Albert Einstein meinte einst, es sei leichter, einen Atomkern zu spalten, als ein Vorurteil. Ich denke, es gibt kaum Menschen, die wirklich völlig vorurteilsfrei durch die Welt marschieren. Wenn man keine gegen Rasse, Herkunft, Religion, Geschlecht oder Sexualität hat, dann doch wenigstens wegen des Aussehens eines Menschen. Jemand ist dick? Der hat sein Leben nicht unter Kontrolle/ist unsportlich und faul. Jemand ist gut gekleidet, durchtrainiert, gutaussehend und fährt ein teures Auto? Das ist bestimmt ein Macho/ein Sohn von reichen Eltern/ein Banker/ein arroganter Schönling. Ich denke, so ticken wir Menschen einfach. Wir sehen Menschen und bevor wir bewusst reagieren können, schubladisieren wir.

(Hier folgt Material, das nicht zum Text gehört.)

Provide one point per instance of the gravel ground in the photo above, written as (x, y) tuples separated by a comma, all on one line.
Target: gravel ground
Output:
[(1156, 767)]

In Diskussionen mit meinem Freund über dieses Thema kamen wir des Öfteren zu dem Schluss, dass die einzigen Menschen, die keine Vorurteile haben, wohl kleine Kinder sind. Sie sind offen und neugierig, ihre Herzen sind rein. Doch gestern sah ich eine Dokumentation zu diesem Thema im Fernsehen und hab erstmals von dem „Doll-Test“ gehört. Ich war neugierig und habe über Youtube einige Videos gefunden, in denen dieser Test, manchmal in abgewandelter Form, an Kindern durchgeführt wird.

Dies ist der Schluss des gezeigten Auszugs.